De plus, à mesure que le procès avançait, la conviction que Trump serait condamné a diminué. Un sondage YouGov a révélé que «[a]Fin avril, environ 39 % des démocrates ont déclaré que Trump serait condamné. Aujourd’hui, ce chiffre s’élève à 34 pour cent.
« Chez les indépendants », rapporte YouGov, « 21 % croyaient à la condamnation à la fin du mois dernier ; il est de 17 pour cent » dans la nouvelle enquête. Chez les électeurs républicains, cette conviction est passée de 17 pour cent à 14 pour cent.
Dans l’ensemble, « 22 % des Américains pensent que Trump sera condamné dans l’affaire Manhattan ».
Quel que soit le verdict, il semble que le procès de New York soit un autre exemple dans lequel Trump a dépassé ses détracteurs dans la guerre visant à façonner l’opinion publique. Bien qu’il ait constamment diffusé le message selon lequel son procès avait été inéquitable, à quelques exceptions près, le public a peu entendu parler de son équité et de son intégrité.
Contrairement aux critiques simples, cohérentes et viscérales de Trump à l’égard de son procès, les rares personnes qui se sont prononcées pour le défendre proposent un argument plus complexe. Le cas présenté par Mark C. Zauderer dans un éditorial du Boston Globe est typique.

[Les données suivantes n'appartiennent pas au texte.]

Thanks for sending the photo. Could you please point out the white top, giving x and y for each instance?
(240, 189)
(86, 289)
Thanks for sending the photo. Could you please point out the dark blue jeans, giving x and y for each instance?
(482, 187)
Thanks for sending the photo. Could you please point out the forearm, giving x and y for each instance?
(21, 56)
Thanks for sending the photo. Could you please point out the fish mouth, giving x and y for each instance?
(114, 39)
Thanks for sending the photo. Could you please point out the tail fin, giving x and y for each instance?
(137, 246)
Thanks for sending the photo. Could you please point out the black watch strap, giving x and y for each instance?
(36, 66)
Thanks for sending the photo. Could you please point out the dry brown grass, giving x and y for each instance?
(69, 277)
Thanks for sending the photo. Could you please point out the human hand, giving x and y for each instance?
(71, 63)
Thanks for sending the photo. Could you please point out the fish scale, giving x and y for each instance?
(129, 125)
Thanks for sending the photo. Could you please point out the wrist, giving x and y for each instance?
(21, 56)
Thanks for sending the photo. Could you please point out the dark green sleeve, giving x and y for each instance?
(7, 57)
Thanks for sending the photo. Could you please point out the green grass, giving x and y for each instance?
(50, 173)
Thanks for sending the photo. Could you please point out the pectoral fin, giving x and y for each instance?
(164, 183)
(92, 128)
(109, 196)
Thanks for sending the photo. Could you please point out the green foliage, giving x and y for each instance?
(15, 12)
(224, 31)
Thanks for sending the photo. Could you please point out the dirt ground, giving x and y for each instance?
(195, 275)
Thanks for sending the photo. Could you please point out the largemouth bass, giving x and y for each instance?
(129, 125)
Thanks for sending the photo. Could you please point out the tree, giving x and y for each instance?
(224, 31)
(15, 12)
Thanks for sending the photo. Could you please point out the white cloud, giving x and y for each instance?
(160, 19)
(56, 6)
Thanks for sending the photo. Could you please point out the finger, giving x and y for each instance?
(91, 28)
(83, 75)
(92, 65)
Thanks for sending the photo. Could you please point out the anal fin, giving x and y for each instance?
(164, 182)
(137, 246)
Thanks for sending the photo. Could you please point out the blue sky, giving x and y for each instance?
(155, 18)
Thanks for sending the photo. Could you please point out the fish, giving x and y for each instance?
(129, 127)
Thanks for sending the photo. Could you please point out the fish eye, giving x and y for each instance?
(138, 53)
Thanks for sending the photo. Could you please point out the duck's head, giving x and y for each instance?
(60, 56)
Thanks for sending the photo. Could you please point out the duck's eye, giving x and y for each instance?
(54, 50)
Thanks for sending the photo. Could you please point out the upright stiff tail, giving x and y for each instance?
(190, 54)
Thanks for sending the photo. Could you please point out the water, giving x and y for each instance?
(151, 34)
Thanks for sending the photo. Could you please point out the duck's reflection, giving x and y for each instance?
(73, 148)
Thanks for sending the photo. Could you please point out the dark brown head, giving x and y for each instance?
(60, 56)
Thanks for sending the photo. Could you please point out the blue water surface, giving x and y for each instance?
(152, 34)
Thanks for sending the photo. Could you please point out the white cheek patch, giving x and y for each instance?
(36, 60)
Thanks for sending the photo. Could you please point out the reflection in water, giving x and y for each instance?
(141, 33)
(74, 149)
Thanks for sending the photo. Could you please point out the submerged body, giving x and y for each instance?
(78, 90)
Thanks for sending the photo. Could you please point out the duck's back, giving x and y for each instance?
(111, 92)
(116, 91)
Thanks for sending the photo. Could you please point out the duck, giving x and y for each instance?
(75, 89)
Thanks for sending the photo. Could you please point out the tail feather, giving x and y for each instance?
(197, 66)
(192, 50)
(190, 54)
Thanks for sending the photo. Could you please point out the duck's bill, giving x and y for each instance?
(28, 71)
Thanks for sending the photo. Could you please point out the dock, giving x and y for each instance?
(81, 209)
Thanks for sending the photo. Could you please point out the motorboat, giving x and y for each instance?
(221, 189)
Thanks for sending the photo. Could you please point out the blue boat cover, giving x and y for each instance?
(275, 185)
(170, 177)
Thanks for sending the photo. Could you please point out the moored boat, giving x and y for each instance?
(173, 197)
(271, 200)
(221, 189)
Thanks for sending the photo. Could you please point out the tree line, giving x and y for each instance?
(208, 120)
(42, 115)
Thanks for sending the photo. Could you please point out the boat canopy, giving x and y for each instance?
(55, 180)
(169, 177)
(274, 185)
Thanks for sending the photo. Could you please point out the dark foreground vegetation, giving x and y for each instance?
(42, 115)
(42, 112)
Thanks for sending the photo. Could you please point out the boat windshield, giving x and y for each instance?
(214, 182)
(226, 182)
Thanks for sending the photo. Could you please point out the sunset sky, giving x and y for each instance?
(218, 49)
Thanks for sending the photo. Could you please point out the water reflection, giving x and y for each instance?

Comme l’explique Zauderer : « Aucun tribunal ne peut garantir que ceux qui sont jurés dans une affaire très médiatisée – en particulier celle impliquant un ancien président des États-Unis – puissent affirmer qu’ils n’ont aucune opinion sur la question ; tenter d’y parvenir serait une tâche insensée. Mais le respect de New York pour le système de jury et les processus garantissant un procès équitable est sans égal. Et Donald Trump, comme tout citoyen confronté à des accusations criminelles, profite des avantages de ce système.»
Même si Zauderer a peut-être raison, l’Amérique paiera un prix élevé pour la différence flagrante dans les guerres de messages qui débuteront le jour où le jury rendra son verdict et qui dureront longtemps après.